Anthony Davis, quant à lui, emporte encore plus nettement l’adhésion du public. Dans l’esprit, le jeu des deux pianistes sont assez voisins ; chacun cherche à articuler potentiel émotionnel et abstraction exacerbée dans le solo. Davis décide lui aussi de se passer de partition. Le programme, ce soir, est stimulant. Il commence avec deux pièces récentes, inspirées de lettres d’Abraham Lincoln. La première est adressée à un ancien compagnon d’université. C’est, dixit le pianiste, une sorte de lettre d’amour. Il s’amuse de ce que l’histoire officielle des Etats-Unis néglige cet aspect du personnage historique. C’est la « Loneliness » de Lincoln apprenant le mariage de son ancien camarade. Le second morceau, intitulé « The Bear » en raison de la laideur du président, émane d’une lettre adressée à une jeune fille dont il était amoureux, mais qui l’a éconduit.

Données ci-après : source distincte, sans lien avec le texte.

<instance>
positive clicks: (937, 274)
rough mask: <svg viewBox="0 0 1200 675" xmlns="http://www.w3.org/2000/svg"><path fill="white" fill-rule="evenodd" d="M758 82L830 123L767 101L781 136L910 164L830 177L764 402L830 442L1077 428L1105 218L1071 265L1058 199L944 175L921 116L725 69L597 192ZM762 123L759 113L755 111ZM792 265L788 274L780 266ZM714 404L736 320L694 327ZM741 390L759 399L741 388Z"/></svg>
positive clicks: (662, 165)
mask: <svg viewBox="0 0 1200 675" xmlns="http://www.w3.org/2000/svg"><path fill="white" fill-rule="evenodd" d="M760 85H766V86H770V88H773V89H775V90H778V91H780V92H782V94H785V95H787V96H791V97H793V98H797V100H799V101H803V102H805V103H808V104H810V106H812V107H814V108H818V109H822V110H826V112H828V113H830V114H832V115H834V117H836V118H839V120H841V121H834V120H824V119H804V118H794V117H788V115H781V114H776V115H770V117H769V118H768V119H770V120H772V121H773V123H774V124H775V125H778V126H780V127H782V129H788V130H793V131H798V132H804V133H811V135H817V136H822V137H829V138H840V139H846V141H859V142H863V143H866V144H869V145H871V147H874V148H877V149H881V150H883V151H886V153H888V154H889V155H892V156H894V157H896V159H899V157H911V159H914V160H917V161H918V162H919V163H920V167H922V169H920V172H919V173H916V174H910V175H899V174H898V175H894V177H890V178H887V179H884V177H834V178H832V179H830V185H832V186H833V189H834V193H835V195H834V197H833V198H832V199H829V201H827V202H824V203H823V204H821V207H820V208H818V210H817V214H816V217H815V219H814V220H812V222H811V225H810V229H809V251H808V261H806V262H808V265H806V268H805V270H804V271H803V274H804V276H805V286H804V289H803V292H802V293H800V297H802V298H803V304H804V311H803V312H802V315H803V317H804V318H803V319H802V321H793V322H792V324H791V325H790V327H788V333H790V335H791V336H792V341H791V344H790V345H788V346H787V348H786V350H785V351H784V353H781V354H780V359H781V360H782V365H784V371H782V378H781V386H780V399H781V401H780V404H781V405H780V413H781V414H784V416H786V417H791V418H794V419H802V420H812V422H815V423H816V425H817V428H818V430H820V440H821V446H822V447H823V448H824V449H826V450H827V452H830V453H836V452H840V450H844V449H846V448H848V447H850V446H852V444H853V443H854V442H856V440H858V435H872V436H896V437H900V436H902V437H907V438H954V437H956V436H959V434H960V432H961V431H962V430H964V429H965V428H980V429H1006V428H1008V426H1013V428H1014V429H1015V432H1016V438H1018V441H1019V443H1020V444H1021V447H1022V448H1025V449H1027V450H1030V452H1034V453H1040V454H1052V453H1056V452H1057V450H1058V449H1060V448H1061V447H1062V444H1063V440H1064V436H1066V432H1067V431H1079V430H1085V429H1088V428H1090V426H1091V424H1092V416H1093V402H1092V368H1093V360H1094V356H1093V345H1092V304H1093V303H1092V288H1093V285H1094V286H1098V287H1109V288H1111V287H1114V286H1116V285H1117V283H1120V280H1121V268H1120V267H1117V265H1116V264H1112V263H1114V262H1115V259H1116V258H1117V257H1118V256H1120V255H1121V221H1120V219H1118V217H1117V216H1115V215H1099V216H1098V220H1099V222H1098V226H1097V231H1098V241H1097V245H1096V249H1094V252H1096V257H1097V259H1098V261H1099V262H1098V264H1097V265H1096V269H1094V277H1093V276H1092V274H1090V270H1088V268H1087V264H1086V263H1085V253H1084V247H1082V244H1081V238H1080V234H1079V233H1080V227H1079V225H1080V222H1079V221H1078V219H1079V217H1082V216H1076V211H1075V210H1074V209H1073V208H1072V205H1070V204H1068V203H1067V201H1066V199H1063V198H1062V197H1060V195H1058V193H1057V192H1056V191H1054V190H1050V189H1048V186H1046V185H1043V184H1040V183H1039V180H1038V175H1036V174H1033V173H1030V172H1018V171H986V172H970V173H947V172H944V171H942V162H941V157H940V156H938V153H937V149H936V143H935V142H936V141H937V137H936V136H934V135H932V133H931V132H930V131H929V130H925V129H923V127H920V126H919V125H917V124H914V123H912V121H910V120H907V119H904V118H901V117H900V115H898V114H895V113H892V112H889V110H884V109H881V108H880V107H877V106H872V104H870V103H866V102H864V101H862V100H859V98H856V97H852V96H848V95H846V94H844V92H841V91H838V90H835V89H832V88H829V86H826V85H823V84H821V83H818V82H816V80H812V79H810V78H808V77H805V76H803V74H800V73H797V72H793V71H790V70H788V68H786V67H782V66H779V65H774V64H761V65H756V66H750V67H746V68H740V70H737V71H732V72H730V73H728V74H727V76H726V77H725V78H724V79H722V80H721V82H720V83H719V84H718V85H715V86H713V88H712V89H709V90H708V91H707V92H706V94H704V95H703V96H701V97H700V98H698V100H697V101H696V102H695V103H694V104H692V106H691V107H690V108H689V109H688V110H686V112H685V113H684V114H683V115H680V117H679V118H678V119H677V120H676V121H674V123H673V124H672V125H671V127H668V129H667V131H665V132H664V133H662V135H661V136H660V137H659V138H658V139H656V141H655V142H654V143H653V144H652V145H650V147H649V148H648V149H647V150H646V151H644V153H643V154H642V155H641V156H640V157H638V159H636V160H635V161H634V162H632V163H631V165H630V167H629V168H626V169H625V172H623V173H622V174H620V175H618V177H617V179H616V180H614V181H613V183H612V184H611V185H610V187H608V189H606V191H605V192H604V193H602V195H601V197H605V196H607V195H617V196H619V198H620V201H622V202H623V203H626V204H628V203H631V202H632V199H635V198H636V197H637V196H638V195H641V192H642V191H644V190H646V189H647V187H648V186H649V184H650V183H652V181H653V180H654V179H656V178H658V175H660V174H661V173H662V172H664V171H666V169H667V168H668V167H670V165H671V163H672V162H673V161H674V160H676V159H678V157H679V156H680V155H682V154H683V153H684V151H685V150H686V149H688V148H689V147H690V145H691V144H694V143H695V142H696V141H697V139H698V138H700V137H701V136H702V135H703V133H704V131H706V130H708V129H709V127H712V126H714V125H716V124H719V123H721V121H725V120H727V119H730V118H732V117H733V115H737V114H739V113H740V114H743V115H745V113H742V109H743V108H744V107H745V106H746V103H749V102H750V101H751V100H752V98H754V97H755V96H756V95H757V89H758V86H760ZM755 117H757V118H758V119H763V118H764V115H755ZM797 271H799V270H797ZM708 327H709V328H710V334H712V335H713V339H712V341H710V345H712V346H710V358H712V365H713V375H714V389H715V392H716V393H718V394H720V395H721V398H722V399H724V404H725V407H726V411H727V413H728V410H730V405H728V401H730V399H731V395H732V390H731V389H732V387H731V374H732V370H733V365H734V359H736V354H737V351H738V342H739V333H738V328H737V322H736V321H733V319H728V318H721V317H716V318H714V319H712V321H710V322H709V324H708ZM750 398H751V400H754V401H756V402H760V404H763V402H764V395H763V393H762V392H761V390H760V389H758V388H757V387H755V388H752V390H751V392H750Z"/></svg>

Comme Vijay Iyer, Anthony Davis est plein d’humour et commente abondamment ce qu’il joue, dans le désir manifeste d’en partager les intentions et les subtilités. Après ces deux titres au romantisme froid et distancié, il annonce d’anciens thèmes : « Still Waters », « Beyond Reason », « Whose Life ? » en y insérant des impros qu’il interrompt quand ça lui chante pour y revenir un peu plus loin et faire avancer le morceau en le désarticulant, en le faisant boiter. Mon oreille profane ne perçoit pas forcément tout cela d’elle-même, mais puisque le maestro est aussi un analyste savant, je me laisse guider. Ce qui est certain – cela, je peux l’entendre ! – c’est que ces improvisations visant à déboîter la composition sont toujours intenses, voire lyriques. Cette soirée aura donc été placée sous le signe de l’intensité émotionnelle comme de la pondération intellectuelle.

par Mathias Kusnierz // Publié le 15 juin 2009

[1L’Opera X, notamment, consacré à la vie de Malcolm X.

[2Il demandera à la fin que le public lui raconte ses propres expériences d’extase…

[3D’autant qu’on peut trouver le morceau plutôt mièvre.